I haven't really though enough about this to make specific suggestions, but I think the goal should be to have an interface that can be used to define everything necessary to implement a model architecture. Ideally, to add support for a new architecture, it should only be necessary be to define a new class and create a mapping between the architecture name in the GGUF file and this class. There may of course be more classes in the interface, but there should be a single entry point. So this should include more than just the graph build function, it should also include all the functions to load a model, create a context, and everything else that may be necessary to run a model. This interface would also need to be supported by other interfaces such as the KV cache abstraction, and graph building helper functions that are currently in llm_build_context and the other llm_build_* functions.
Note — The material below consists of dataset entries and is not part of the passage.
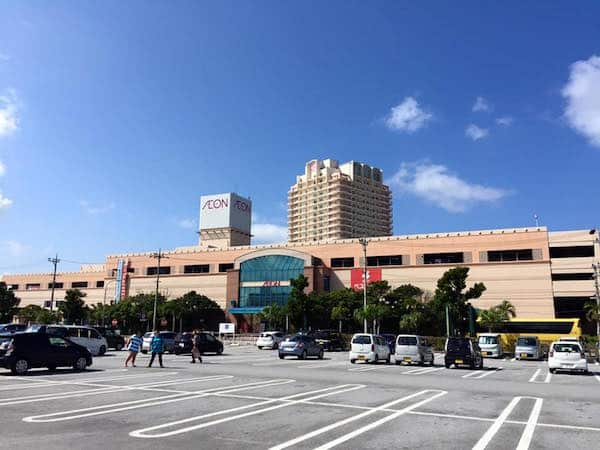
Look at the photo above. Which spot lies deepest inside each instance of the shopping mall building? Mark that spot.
(544, 274)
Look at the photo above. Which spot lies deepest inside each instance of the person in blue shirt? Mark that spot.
(135, 345)
(157, 347)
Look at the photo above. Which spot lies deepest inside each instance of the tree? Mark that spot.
(73, 308)
(450, 295)
(274, 315)
(8, 303)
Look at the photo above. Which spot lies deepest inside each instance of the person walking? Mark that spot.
(196, 347)
(134, 346)
(157, 347)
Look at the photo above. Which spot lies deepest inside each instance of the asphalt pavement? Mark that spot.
(250, 399)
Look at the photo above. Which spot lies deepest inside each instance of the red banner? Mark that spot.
(356, 277)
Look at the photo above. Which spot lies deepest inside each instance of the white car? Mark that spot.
(369, 348)
(569, 356)
(269, 339)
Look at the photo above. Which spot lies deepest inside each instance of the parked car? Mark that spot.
(330, 340)
(568, 356)
(390, 340)
(85, 336)
(528, 347)
(29, 350)
(300, 345)
(113, 338)
(491, 345)
(411, 348)
(269, 339)
(168, 341)
(463, 351)
(12, 328)
(369, 348)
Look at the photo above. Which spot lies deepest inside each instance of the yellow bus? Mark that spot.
(547, 330)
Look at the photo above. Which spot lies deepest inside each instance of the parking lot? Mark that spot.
(247, 398)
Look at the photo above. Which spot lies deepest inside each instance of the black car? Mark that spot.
(29, 350)
(113, 338)
(208, 343)
(463, 351)
(330, 340)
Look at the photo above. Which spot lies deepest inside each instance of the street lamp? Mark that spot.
(364, 242)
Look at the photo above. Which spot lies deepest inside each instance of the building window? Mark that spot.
(388, 260)
(510, 255)
(572, 276)
(443, 258)
(578, 251)
(224, 267)
(342, 262)
(197, 268)
(153, 270)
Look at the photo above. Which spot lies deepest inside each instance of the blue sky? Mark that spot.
(116, 116)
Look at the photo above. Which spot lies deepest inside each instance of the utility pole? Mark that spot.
(158, 256)
(364, 242)
(54, 261)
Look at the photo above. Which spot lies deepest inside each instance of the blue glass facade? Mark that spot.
(268, 268)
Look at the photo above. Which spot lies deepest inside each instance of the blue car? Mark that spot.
(390, 340)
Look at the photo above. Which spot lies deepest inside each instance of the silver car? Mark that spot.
(528, 347)
(411, 348)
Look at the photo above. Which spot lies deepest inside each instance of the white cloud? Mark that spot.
(268, 233)
(94, 210)
(4, 202)
(408, 116)
(582, 93)
(188, 224)
(474, 132)
(435, 184)
(9, 122)
(481, 105)
(504, 121)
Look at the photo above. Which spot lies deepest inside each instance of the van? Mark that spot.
(411, 348)
(369, 348)
(528, 347)
(491, 345)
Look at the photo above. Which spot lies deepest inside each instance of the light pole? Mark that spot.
(364, 242)
(104, 300)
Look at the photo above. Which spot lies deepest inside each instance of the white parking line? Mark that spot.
(343, 422)
(478, 374)
(332, 390)
(144, 403)
(375, 424)
(502, 418)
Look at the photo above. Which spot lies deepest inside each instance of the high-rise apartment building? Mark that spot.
(338, 201)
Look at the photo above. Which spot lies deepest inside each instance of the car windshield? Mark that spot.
(361, 339)
(458, 345)
(527, 342)
(567, 347)
(407, 340)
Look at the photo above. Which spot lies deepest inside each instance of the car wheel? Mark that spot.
(80, 364)
(20, 367)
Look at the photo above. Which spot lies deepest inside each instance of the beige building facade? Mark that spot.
(544, 274)
(338, 201)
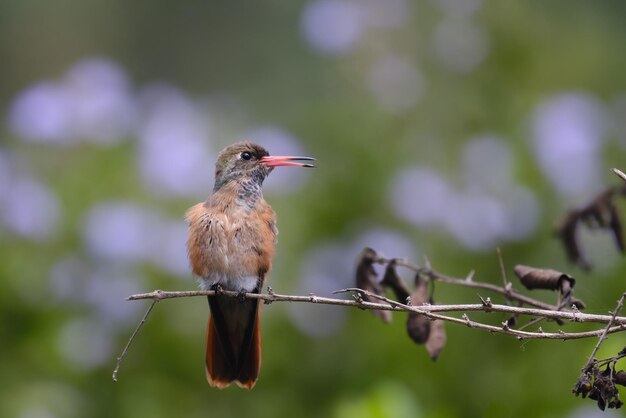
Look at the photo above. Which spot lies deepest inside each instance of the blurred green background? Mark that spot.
(443, 128)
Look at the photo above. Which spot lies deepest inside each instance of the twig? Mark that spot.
(130, 340)
(391, 305)
(619, 173)
(620, 303)
(508, 286)
(469, 281)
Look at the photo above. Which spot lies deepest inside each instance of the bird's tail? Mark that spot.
(231, 357)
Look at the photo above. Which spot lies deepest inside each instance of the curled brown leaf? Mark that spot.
(367, 279)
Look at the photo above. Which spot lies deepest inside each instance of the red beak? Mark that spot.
(277, 161)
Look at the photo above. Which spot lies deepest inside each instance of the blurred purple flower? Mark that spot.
(396, 83)
(421, 196)
(119, 231)
(385, 13)
(522, 212)
(280, 142)
(105, 291)
(476, 221)
(42, 113)
(93, 102)
(387, 243)
(174, 153)
(29, 209)
(332, 27)
(103, 108)
(487, 164)
(460, 45)
(567, 139)
(459, 8)
(125, 233)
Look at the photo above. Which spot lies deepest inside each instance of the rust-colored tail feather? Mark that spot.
(226, 364)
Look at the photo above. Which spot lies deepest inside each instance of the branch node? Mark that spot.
(427, 265)
(487, 304)
(272, 295)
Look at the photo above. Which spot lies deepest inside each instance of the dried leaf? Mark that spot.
(418, 325)
(536, 278)
(567, 233)
(437, 339)
(393, 281)
(615, 225)
(620, 378)
(599, 213)
(367, 279)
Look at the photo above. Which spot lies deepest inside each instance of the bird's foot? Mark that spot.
(219, 290)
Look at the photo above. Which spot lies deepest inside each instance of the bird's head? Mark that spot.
(246, 160)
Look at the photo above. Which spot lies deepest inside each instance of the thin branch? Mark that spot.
(130, 340)
(391, 305)
(469, 281)
(619, 173)
(620, 303)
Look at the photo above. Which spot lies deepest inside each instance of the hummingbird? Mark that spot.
(231, 243)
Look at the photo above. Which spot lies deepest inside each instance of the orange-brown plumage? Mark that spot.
(231, 245)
To do this, I think it would be better to create an abstract interface that contains everything necessary to define a model architecture. I think that's likely to result in a cleaner and more maintainable codebase than using llama_model as a base class. Instead, llama_model (and other classes like llama_context) should use this interface to implement the functionality in llama.cpp. It may also be convenient to have one or more base classes that implement some of the common functionality that is shared between multiple model architectures, but it should not be strictly necessary to use these base classes.
This is of course a very high level suggestion, it will take a lot of work to define all the details.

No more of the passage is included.